Je ne riais pas. J'essayais d'étouffer ma rage et ma tendresse mêlées dans un tumulte confus. Le coup violent de la nouvelle de ces fiançailles, après m'avoir assommé, me laissait une colère contre cette petite qui m'annonçait cela avec tant de naturel. Je m'étais fait, depuis huit jours, en pensée, à une telle familiarité avec elle, que l'idée brutale de la prendre et de secouer ses membres fragiles, comme à une maîtresse surprise en trahison, me vint avec le retour de mes sens. Je lui en voulais de ne pas découvrir que j'étais ivre d'elle et qu'il valait mieux ne pas m'inviter à l'aller voir que me dire cela.
J'étais furieux contre moi-même et contre tout le reste. Nous étions arrivés, tout en causant, à la corne extrême de Venise, où sont les Jardins. Elle me dit:
—Décidément, vous êtes dans vos vilains moments, ce n'est pas la peine que je parle; je vois que vous ne m'écoutez pas.
Cette phrase anodine, mais qui marquait la sorte d'intimité boudeuse et grondeuse où nous en arrivions aisément et que j'adorais, me remit à vif. Elle me donna un petit coup si voluptueux et si amer que je sentis les larmes me suffoquer. Je me contins par un brusque effort, mais je dus rester quelques instants sans répondre. Mon ravissement vis-à-vis d'elle était dans la nuance des paroles. Je vis si clair et si proche l'instant où cette douce intimité minutieuse allait être rompue, que j'eus la tentation de briser tout à coup, pour en demeurer sur le pur parfum. Paris et la pensée de l'homme de Chicago, pensai-je, vont me corrompre et m'empoisonner tout cela. Tournons sur nos talons, emportons le baume encore si délicat! Puis, je réfléchis qu'il y avait quelques minutes à peine qu'elle m'avait annoncé ses fiançailles—il me semblait déjà que j'en avais souffert depuis plusieurs jours;—la quitter si soudainement, ne serait-ce donner à cet événement une importance que je ne voulais pas laisser paraître? Enfin, ces dames nous avaient rejoints, et mon adieu non préparé eût été d'une sécheresse indécente. Je n'osai pas l'exécuter. Mais je résolus de me comporter immédiatement vis-à-vis de moi-même, comme si ma séparation eût eu lieu en effet; de me tuer le sentiment; de n'être plus là qu'un étranger retenu par la politesse. Et si j'étais tenté de faiblir, une idée me devait servir de cordial puissant: «J'emporte au fond de moi, me devais-je dire, la petite amphore close sur le parfum sans mélange; aussitôt seul, j'en soulèverai avec précaution le couvercle et en aspirerai les arômes légers.»

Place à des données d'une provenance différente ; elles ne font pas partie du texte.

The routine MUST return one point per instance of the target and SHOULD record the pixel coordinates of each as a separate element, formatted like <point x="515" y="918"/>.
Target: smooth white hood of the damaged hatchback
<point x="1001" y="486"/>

Je me mis à parler à tort et à travers, dans les Jardins. Je m'intéressai subitement à des quantités de choses qui, depuis une quinzaine, m'étaient devenues étrangères. Je retrouvai l'homme que j'étais avant la journée du Lido. Assis du côté des lagunes, je retraçai à ces dames les beaux fastes de la République de Venise. Elles s'émerveillèrent et me crurent un bien savant homme. J'annonçai très sincèrement le projet de me livrer à des travaux considérables.

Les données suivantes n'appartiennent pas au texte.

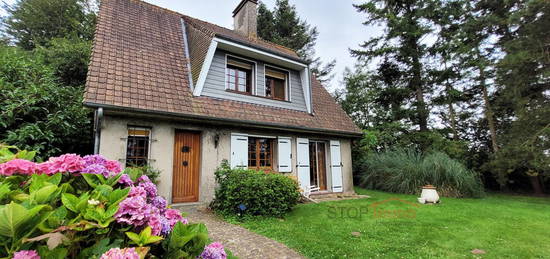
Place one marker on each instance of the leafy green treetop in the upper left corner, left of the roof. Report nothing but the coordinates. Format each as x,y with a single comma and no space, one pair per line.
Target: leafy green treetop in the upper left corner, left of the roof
32,23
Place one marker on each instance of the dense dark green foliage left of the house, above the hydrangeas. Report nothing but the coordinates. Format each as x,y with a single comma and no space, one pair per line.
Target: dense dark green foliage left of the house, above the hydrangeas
36,113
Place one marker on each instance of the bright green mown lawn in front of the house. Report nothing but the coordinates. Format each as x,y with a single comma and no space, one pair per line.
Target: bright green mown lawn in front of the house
503,226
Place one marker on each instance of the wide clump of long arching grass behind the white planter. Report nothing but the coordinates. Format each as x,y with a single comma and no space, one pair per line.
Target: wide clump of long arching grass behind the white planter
407,170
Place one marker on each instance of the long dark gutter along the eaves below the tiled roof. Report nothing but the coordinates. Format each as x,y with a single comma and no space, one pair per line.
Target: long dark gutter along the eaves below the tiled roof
235,122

—Vous êtes bien élégant, me dit la jeune fille, pour demeurer dans les bibliothèques.
J'affirmai que j'avais des manches en lustrine et des lunettes à longues branches minces et recourbées qui tiennent solidement aux oreilles.

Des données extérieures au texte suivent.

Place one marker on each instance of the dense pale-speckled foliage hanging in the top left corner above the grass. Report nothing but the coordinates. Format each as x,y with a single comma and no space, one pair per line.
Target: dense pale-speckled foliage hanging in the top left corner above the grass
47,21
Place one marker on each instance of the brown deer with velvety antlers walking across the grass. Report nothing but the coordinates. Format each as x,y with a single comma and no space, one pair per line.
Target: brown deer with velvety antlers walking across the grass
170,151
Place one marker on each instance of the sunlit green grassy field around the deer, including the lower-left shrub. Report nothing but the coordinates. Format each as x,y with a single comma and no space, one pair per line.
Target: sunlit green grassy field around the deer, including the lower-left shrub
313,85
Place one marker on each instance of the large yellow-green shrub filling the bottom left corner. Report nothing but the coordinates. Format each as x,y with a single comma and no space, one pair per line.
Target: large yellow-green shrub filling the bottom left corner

Le reste de la promenade s'acheva en humeur facile. Nous vîmes encore un beau soleil mourir en faisant palpiter les marbres. Je pris congé sur ce quai des Esclavons tant de fois parcouru; je fixai mon départ au lendemain; je retins le toucher de mes doigts en pressant une dernière fois des mains chaudement tendues; j'aveuglai même mon regard, en sorte qu'aucun œil ne me troublât. J'étais persuadé que j'avais le cœur le plus sec et que tout plaisir était désormais vulgaire au prix de celui qui m'était réservé, sans mélange, et que j'emportais comme un souvenir merveilleux de ce que Venise a de plus subtile beauté: respirer ma petite amphore parfumée!